The entire purpose of the instructions is to facilitate a different number
system.
> > Of course, if data is consistently stored in BCD binary operations
> > using sufficiently wide data types can be performed without loss of
> > accuracy.
>
> No datatype is wide enough to store 1/3. Or pi. Not accurately.
As far as 1/3 goes, sure there is. All you have to do is create an abstract
data type that represents rational numbers.

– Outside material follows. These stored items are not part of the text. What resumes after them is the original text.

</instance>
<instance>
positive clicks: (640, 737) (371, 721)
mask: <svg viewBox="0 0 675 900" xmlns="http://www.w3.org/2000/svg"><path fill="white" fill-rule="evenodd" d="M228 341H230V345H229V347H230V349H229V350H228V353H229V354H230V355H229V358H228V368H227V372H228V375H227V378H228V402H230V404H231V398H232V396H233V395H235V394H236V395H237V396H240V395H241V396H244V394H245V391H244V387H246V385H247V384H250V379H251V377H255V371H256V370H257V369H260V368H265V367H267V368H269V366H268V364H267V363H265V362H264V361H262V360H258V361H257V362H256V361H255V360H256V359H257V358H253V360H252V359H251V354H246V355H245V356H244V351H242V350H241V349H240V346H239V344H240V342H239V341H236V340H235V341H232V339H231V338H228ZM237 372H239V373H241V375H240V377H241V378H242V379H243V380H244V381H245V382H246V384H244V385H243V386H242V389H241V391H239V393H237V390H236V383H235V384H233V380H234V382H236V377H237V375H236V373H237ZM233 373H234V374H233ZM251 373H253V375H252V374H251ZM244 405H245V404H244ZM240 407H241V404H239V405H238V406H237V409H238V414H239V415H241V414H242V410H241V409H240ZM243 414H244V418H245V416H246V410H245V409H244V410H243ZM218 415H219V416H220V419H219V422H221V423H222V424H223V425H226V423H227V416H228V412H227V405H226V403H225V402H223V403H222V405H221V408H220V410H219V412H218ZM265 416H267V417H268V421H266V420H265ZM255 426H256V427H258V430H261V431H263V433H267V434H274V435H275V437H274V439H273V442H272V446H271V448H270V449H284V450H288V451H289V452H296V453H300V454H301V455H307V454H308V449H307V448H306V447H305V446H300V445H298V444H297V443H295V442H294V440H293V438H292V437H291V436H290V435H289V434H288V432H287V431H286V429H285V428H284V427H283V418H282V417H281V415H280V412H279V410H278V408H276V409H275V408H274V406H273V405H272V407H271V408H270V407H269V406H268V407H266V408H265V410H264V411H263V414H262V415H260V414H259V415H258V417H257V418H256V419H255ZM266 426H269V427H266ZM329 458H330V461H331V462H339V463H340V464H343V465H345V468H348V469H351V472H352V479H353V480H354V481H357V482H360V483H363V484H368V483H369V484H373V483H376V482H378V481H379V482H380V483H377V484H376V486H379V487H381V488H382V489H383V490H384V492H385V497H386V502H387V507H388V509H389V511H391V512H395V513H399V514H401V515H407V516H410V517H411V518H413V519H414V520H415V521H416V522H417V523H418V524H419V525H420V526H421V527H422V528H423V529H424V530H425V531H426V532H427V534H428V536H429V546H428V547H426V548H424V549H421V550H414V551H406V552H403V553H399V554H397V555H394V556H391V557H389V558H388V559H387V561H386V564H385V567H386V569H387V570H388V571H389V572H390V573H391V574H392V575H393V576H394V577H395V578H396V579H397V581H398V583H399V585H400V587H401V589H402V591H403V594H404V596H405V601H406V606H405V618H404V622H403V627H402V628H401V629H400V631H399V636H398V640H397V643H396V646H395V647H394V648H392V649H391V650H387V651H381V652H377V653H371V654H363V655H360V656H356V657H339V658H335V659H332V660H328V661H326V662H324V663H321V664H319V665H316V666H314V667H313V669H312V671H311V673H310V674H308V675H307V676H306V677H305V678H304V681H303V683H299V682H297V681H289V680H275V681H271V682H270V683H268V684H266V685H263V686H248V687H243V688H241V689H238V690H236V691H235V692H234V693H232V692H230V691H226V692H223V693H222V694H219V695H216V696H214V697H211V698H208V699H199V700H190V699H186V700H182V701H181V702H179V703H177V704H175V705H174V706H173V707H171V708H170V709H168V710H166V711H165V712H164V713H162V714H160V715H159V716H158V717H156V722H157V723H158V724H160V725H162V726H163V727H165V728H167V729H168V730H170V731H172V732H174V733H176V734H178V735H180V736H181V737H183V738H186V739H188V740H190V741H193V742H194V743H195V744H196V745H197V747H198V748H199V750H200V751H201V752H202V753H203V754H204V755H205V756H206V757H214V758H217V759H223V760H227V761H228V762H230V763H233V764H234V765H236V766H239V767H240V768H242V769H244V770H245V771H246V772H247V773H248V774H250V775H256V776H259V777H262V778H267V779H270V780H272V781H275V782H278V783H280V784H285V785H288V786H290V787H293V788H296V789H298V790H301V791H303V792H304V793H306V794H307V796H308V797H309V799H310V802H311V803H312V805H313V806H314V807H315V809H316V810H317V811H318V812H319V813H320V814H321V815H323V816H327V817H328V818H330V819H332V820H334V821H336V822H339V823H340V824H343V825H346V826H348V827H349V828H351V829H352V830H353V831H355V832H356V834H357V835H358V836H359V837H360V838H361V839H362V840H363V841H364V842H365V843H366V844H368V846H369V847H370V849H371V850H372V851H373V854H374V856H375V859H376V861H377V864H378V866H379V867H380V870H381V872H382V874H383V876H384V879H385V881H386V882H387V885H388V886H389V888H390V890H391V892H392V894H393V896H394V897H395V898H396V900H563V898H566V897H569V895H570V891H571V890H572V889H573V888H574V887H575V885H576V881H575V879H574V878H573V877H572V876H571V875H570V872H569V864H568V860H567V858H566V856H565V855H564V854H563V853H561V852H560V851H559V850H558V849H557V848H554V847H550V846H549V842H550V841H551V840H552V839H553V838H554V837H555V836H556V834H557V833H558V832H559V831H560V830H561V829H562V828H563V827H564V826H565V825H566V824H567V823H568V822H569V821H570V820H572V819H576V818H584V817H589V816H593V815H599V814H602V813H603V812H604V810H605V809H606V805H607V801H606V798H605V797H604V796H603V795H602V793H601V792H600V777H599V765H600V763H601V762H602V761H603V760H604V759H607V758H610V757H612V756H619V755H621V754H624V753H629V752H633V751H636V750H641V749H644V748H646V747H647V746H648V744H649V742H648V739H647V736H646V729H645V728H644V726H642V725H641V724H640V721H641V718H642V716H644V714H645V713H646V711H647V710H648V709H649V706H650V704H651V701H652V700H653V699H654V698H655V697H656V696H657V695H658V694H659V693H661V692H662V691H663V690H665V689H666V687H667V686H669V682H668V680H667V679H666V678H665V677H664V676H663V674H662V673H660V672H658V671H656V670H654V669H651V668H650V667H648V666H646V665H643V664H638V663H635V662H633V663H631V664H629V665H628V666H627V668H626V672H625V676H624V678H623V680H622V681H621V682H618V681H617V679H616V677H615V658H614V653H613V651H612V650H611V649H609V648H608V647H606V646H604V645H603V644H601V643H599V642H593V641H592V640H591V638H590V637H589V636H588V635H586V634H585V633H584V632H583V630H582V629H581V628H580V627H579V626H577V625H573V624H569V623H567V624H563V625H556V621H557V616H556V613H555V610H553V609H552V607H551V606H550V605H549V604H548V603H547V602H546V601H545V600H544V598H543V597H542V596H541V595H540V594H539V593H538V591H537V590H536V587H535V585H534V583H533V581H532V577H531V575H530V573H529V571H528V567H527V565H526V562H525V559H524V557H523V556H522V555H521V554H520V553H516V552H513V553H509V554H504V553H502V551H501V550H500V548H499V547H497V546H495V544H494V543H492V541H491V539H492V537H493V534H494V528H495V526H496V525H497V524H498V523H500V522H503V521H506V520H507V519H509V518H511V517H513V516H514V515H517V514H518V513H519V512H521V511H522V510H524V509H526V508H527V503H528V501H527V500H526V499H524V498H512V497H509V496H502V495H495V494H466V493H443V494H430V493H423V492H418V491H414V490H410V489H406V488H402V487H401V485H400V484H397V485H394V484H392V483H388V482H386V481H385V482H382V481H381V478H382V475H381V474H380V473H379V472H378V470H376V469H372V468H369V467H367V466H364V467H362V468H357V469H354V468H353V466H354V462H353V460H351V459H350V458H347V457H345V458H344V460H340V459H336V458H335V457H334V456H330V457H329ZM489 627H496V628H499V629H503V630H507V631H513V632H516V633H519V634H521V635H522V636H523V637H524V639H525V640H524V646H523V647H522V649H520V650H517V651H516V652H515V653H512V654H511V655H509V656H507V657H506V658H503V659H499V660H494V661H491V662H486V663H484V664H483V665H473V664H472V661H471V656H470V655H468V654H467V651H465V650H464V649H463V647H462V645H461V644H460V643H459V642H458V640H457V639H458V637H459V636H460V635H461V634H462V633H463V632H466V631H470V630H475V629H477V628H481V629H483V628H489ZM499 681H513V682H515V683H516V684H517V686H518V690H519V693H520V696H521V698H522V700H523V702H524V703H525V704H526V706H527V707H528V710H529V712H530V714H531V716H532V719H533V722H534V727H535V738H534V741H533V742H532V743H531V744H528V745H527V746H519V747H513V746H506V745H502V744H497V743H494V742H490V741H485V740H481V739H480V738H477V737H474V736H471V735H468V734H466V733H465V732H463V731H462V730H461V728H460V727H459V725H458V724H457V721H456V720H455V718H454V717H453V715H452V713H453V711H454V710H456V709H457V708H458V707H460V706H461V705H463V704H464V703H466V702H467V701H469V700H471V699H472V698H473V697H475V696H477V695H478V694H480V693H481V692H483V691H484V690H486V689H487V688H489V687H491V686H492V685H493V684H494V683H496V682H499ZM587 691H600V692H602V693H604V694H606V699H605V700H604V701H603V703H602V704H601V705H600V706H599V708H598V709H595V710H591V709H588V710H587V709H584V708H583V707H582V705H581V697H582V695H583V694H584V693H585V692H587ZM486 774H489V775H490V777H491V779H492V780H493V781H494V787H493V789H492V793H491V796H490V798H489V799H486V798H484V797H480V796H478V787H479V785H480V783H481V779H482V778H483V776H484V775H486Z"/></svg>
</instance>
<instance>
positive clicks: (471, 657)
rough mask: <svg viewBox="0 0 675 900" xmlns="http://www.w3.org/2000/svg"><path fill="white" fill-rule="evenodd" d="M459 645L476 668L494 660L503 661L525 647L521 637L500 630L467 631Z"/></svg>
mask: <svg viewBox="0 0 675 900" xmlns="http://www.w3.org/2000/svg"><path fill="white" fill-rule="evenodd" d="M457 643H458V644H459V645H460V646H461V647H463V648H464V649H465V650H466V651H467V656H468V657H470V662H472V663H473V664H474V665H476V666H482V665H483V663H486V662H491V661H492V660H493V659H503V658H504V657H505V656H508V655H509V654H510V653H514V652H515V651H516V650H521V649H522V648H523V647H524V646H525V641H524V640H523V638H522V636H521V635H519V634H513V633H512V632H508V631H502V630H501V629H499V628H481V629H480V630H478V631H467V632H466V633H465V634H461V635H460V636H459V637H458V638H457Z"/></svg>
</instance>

pi is a different story because pi is not a number system or part of a
number system but a ratio of the diameter of a circle to its circumference.
You can't represent e either. That has nothing to do with computers but
with math itself.
> Only accurately *enough* (but that applies to all data types).
>
It depends on what you are trying to represent.
If you are trying to represent money you can represent that with absolute
accuracy.
Math really doesn't mean anything in a practical way until you are
representing something in particular.
> > Each time the data is stored in BCD it in effect 0s the number to
> > a finite decimal value.
>
> Which directly contradicts your accuracy assertion. Again: 1/3 = ???
>
You know, I have been around this block already. Why don't you read some
of the other posts?
I can represent decimal numbers with absolute accuracy using BCD. What
you are saying is that I can not convert from a rational data type to a
decimal data type.
My response is, so? What does that have to do with anything?
What does 1/3 have to do with the problems associated with transferring
binary form data to decimal?
nothing.
> > 3. It is understood that representing a decimal number with an
> > abstract point using an integer data type is also accurate. The two
> > points in excess (thousandths and ten thousandths), in the VB currency
> > type are to facilitate accounting rounding rules.
>
> And it should be obvious that they don't insure complete accuracy, they
> just move the *error* down to a point of acceptability.
>
Which is exactly what a BCD or fixed point integer does.
> BCD is great for some stuff, terrible for others.
> FP is great for some stuff, terrible for others.
>
Well, that really concludes the matter doesn't it?
> One hopes they've at least taught you that The Ultimate Answer to
> *any* computer science question is: "It depends..."
>
Well, I guess I'm just the stupid little ignoramus here aren't I?
I just feel so privileged to be in the presense of you higher life forms.